On This Day in History

I was looking for something else and this image from this very day 31 years ago on 12 April 1993 popped up of Pannier tank No. 1618 as it nears Tenterden on the Kent & East Sussex Railway. I grabbed on my Mamiya C33 with 80mm Sekor, Fujichrome RDP100. 

I wonder if this view is still possible? Hopefully, for preserved lines are much better at trimming their bushes than those on the national rail network. But I’ve a hunch the tree might not be there, some of the overhanging branches look a little past their prime. 

Looking outside this year, spring looks a little more advanced than that of 31 years ago, but of course every year it varies a little one way or the other.

Wednesday 10 April 2024

Mysterious Fires, Corpses & The Cayman Islands

July 1965 saw the very last goods train pass the site of Polbrook Gurney Colliery. The pit-head and associated buildings were demolished within 6 months of closing in 1962, with former Pedant & Armchair pub closing its doors the following year. 

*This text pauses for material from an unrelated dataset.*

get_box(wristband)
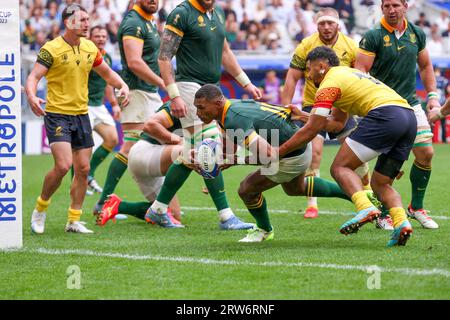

If you can find the site now, little remains other than the platform lurking in the undergrowth and a boggy area which used to be the canal basin and coal wharf. But there is a newish bungalow, more on that shortly. 

A housing estate was to be built on the former colliery site, but due the the instability of the land, that’s still to happen decades later. This is unusual, for housing estates are often built in unsuitable places, with flood plains being a particular favourite, and of course above old mines with collapsing tunnels. 

For many years the former pub was rented by recluse Nasal Nigel which then become derelict after the police on a routine visit discovered his heavily decomposed corpse clutching what appeared to be a TT gauge Flying Scotsman locomotive and local legend Beryl’s nylon knickers tied very tightly around his neck. Nigel’s green rubber raincoat with special pocket saved his body from complete decomposition, making identification relatively easy, though of course there was never any chance of confusion.

After 15 years standing empty, the former pub was demolished after mysteriously catching fire, despite being disconnected from gas and electricity for many many years. But in happier times the cellar had been used as a moonshine store, so that could have something to do with the fire. 

On the site there is now a bungalow called ‘The Pedant’ as a link to the past much enjoyed by the inch high nefarious misfits and socially challenged. Until his recent departure to the Cayman Islands, Barry Bullhead from The Ministry of Misery owned the extensive bungalow, which is rumoured to have gold taps in the kitchen and several bathrooms. Not 2 taps for each sink and bath, but 3, the third one being used for moonshine dispense. Though that is just a rumour. 

But on a lighter note, a group of enthusiasts are keen to reopen part of the Dorset & Somerset Canal, and have been granted permission to clear the canal basin and 2 miles of the former canal for boat trips and model boating. But as with all projects they required extensive finance, so if you’d like to help, you can donate here www.buymeacoffee.com/Nevardmedi3

Tuesday 9 April 2024

Streamlined SDJR 7F

Rumour has it the Airfix based their well-known plastic kit on the brick, wood and tin engine shed on the one here at Combwich. The unusual feature was the powered propeller over the entrance. This apparently dates from the 1920s when the Somerset & Dorset Joint Railway used the shed for aerodynamic streamline testing of the S&DJR 7F 2-8-0 which was given an aerodynamic shell. Apparently the streamlined LNER A4 and LMS Coronation pacific classes were inspired by this ground breaking experiment a few year later. 

Sadly no photographs of the streamlined S&DJR 7F exist anywhere, and tests were halted after only a week or two when the powers that be abandoned the project, after deciding that there was probably no need for a streamlined engine mostly used for pulling coal trucks around at no more than 33.9 MPH. 

The discarded cladding found use for chicken hutches and bomb shelters during WW2. And apparently one section still exists to this day in Mrs Miggins’ guesthouse garden as a shelter for her swing hammock not far from that there Burnham on Sea.